Gardener pay is not even across Russia. The chart below shows the highest-paying cities in the dataset, followed by the full location table.

  • Nizhny Novgorod
  • Kazan
  • Saint Petersburg
  • Moscow
  • Yekaterinburg
  • Omsk
  • Chelyabinsk
  • Rostov-on-Don
  • Samara
  • Krasnoyarsk
LocationTypeAverageMedianRange
Nizhny NovgorodCity397,900 RUB384,200 RUB207,700-612,500 RUB
KazanCity394,800 RUB399,900 RUB191,600-614,600 RUB
Saint PetersburgCity392,300 RUB399,900 RUB192,600-615,000 RUB
MoscowCity389,200 RUB372,600 RUB204,700-596,100 RUB
YekaterinburgCity378,300 RUB384,500 RUB185,100-589,400 RUB
OmskCity369,900 RUB354,000 RUB192,600-563,300 RUB
ChelyabinskCity359,900 RUB386,400 RUB164,200-572,200 RUB
Rostov-on-DonCity354,000 RUB340,400 RUB185,100-544,800 RUB
SamaraCity345,700 RUB375,200 RUB159,400-551,200 RUB
KrasnoyarskCity341,900 RUB348,300 RUB167,100-533,000 RUB
SaratovCity330,700 RUB357,300 RUB152,000-524,300 RUB
KrasnodarCity330,700 RUB357,300 RUB152,000-524,300 RUB
VolgogradCity318,800 RUB345,100 RUB148,300-504,500 RUB
IzhevskCity301,300 RUB308,900 RUB148,300-471,700 RUB


Gardener in Russia: FAQs

  • How much does a gardener make per month in Russia?

    A gardener in Russia earns about 28,491 RUB a month before tax, based on an annual average of 341,900 RUB.

  • What's the salary range for a gardener in Russia?

    Entry-level gardeners in Russia start near 167,100 RUB. Top-end pay reaches around 535,800 RUB. The middle 50% of earners sit between 232,400 and 453,200 RUB.

  • Is the median gardener salary in Russia higher or lower than the average?

    The median is 352,000 RUB, higher than the average of 341,900 RUB. Half of gardeners in Russia earn below the median, half earn above it.

  • What's the gender pay gap for gardeners in Russia?

    Men working as a gardener in Russia earn around 6% more than women on average (351,200 vs 330,700 RUB a year).

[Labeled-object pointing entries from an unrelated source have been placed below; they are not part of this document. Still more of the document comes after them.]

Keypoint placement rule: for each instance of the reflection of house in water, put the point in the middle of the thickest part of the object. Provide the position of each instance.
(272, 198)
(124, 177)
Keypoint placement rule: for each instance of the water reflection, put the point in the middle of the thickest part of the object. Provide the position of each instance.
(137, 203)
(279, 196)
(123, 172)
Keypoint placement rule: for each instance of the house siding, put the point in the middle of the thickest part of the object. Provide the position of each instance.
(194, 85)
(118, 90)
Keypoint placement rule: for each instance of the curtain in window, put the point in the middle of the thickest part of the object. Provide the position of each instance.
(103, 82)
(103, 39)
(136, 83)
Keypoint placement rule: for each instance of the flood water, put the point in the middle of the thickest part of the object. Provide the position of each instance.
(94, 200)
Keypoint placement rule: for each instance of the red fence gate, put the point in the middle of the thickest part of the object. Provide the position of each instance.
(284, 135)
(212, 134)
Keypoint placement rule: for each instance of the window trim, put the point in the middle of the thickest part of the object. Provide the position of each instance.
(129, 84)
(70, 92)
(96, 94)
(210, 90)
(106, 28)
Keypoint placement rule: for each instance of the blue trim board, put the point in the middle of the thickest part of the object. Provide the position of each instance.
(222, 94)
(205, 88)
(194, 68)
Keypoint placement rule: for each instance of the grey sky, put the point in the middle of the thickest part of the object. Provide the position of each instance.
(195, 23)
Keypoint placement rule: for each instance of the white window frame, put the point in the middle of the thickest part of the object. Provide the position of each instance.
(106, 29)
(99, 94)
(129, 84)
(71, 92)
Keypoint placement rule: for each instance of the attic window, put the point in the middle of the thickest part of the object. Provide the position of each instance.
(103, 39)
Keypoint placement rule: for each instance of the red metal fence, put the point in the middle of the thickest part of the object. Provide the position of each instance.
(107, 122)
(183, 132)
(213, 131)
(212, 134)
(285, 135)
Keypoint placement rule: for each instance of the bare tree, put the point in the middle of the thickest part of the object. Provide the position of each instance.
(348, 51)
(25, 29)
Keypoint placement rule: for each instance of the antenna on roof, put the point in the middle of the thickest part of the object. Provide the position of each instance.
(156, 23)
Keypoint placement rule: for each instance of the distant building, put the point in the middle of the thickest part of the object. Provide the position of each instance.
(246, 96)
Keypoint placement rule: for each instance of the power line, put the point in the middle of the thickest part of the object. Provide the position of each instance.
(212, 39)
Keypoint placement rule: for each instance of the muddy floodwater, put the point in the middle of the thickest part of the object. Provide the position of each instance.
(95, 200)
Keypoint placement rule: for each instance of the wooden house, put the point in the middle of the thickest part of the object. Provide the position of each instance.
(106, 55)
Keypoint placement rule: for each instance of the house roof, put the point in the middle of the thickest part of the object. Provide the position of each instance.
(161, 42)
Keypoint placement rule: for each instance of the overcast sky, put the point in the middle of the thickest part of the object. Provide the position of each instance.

  • Do gardeners in Russia get bonuses?

    About 30% of gardeners in Russia reported a bonus in the past 12 months. Reported bonuses ranged from 0% to 4% of base salary.

  • Do gardeners earn more in the public or private sector in Russia?

    In Russia, the public sector pays a gardener about 6% more on average. Public-sector pay tends to be steadier; private-sector pay tends to offer bigger upside.

  • How often do gardeners in Russia get a pay raise?

    A gardener in Russia sees a raise of around 7% every 19 months, equivalent to roughly 4% a year.